My computer will suddenly shut off without even putting any info in the event log other than the 'unexpected shut down' expected for a power failure. On boot after it will sometimes have a message "hot component detected". So I up my fan speed and log temperatures using 'open hardware monitor'. The logs do not show any temperature above 70C since I updated fan speed, but the problem continued. So I go nuclear mode, open the case and put a large room fan pointing inside to no avail. The log has CPU, GPU, HDD, and SSD (no sensors for power or ram).

But it gets stranger. This issue only occurs when running two ANN concurrently, yolov11 and SAM-2. The problem occurs regardless of if I put the data on SSD or HDD.
I know ANN are heavy load, so I try FURMARK, except with no problems at all! Unlike the ANN, FURMARK can get the GPU temps up to 95C, quite the head scratcher. (No problems with CPU stress tests either)

Specs:
CPU: i5-6600
GPU: NVidia 2060 Super
RAM: 32GB "My Technology Geeks" (This is the name of reman company, so I assume Chinese ram)
SSD: 512GB 'heoriady'. Definitely China, also the temp always reports '40C' even when everything else is closer to 30.
HDD: 3TB Hitachi
PSU: Dell (365W), the maximum logged (open hardware monitor) power usage during the ANN usage was 258w (CPU(package+cores+Graphics+DRAM)+GPU)

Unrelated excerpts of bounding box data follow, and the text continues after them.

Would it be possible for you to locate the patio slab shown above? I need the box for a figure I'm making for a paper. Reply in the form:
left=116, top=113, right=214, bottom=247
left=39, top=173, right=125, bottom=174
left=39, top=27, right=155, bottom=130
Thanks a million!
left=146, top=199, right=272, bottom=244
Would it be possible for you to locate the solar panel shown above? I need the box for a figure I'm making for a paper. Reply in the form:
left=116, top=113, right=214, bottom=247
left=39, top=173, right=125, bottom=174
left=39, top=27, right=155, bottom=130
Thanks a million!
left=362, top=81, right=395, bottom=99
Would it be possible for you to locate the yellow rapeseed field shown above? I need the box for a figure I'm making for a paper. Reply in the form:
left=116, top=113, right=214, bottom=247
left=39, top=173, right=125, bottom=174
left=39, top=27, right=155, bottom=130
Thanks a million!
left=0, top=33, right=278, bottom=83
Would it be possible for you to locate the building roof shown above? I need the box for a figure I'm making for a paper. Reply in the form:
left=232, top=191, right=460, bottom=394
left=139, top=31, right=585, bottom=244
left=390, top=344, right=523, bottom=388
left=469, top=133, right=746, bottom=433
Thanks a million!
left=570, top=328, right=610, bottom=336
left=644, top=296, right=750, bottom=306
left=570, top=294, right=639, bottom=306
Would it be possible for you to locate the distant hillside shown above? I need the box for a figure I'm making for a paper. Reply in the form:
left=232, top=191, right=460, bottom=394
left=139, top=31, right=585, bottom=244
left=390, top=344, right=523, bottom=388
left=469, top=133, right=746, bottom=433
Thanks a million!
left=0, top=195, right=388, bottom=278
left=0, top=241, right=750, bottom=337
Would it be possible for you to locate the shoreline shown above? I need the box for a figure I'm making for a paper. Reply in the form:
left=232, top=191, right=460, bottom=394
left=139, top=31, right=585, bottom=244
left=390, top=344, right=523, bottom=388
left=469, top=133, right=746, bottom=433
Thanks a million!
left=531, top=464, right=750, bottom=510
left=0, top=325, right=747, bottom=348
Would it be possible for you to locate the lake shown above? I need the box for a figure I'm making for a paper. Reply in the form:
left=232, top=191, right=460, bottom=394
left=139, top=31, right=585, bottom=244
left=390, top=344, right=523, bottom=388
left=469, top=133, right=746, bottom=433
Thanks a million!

From all I can tell this issue shouldn't happen.
 
Last edited:
RAM: 32GB "My Technology Geeks" (This is the name of reman company, so I assume Chinese ram)
is this a 2x 16GB kit,
2 separate 16GB kits,
4x 8GB kit, etc..?

go ahead and run a few rounds of Memtest from a USB drive and see if any hiccups occur.
computer will suddenly shut off without even putting any info in the event log other than the 'unexpected shut down' expected for a power failure
usually related to a power supply that just can't handle the load.

considering that you run stress tests with no similar response,
watch power usage during these processes and see if the multiple AAN instances seem to cause any heavier power load.